= Antonio Iturrioz =

Cuban-born American classical pianist

Antonio Iturrioz is a Cuban born American classical pianist. He is a noted performer, documentarian and a piano teacher.

==Early life==
Antonio was born in Cuba in the town of Havana. His teachers include his father Pablo Iturrioz, Francisco de Hoyos, Bernardo Segall (who was a pupil of Siloti), Aube Tzerko and Julian White. He has taken many master classes with Andre Watts, Alexis Weissenberg, Byron Janis and Jorge Bolet.
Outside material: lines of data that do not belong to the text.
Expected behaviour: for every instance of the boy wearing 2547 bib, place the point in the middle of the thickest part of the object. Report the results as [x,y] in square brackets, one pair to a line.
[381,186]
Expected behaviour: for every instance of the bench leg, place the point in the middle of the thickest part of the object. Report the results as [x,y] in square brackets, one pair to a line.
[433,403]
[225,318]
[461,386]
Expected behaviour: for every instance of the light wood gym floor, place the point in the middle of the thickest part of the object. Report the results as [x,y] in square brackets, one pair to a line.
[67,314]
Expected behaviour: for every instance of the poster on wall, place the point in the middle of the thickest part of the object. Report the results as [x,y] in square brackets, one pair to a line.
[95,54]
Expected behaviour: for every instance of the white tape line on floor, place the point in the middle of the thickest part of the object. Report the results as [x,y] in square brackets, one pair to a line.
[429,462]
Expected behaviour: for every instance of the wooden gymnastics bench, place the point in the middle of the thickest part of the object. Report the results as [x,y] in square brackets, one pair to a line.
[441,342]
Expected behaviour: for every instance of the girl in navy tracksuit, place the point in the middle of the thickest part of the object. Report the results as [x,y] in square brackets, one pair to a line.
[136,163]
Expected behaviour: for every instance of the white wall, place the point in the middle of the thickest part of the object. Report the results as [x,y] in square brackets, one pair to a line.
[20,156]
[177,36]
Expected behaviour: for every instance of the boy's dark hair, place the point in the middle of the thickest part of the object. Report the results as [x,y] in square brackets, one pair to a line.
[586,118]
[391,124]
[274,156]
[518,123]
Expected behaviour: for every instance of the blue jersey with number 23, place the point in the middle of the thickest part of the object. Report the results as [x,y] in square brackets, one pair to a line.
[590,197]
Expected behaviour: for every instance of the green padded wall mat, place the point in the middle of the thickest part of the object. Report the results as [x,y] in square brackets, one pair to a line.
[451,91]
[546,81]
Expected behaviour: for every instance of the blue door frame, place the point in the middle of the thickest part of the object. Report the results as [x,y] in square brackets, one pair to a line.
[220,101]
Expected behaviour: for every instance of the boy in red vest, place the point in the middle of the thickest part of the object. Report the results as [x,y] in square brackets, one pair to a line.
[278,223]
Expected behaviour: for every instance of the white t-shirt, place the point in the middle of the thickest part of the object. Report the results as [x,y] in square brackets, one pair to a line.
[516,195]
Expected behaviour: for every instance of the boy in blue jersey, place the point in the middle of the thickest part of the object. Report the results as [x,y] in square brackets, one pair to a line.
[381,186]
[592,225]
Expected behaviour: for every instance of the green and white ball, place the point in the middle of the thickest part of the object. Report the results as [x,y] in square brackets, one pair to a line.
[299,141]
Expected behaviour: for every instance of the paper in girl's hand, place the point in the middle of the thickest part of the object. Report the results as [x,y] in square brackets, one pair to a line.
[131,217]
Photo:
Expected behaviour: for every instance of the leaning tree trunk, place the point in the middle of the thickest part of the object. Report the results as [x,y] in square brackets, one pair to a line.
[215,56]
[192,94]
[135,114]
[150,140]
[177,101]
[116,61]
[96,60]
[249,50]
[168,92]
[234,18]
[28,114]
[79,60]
==Musical style and discography==
Antonio gave his first performance at age 9 and made his orchestral debut at age 15. After an injury to his right hand in his early years, he took 3 years to recover when he studied the complete left hand transcriptions and original compositions of Leopold Godowsky. Antonio's first documentary “The Art of the Left Hand: A Brief History of Left Hand Piano Music”, was the result of his many years of studying the left hand piano repertoire and Godowsky was the central figure. In 2010 Antonio created a documentary called "The Buddha of the Piano - Leopold Godowsky" based on his research into the composers life and music. The documentary has been shown on public television across the United States. Antonio is a Steinway Artist Antonio is the Director of the New International Godowsky Society. In September 2018, Antonio released a new album on the Steinway Label named Gottschalk and Cuba, which contains the first ever recording of A Night in the Tropics, Symphony Romantique, with both movements on piano.

==Personal life==
Antonio is married and lives with his wife in the Russian River Area of Sonoma, California.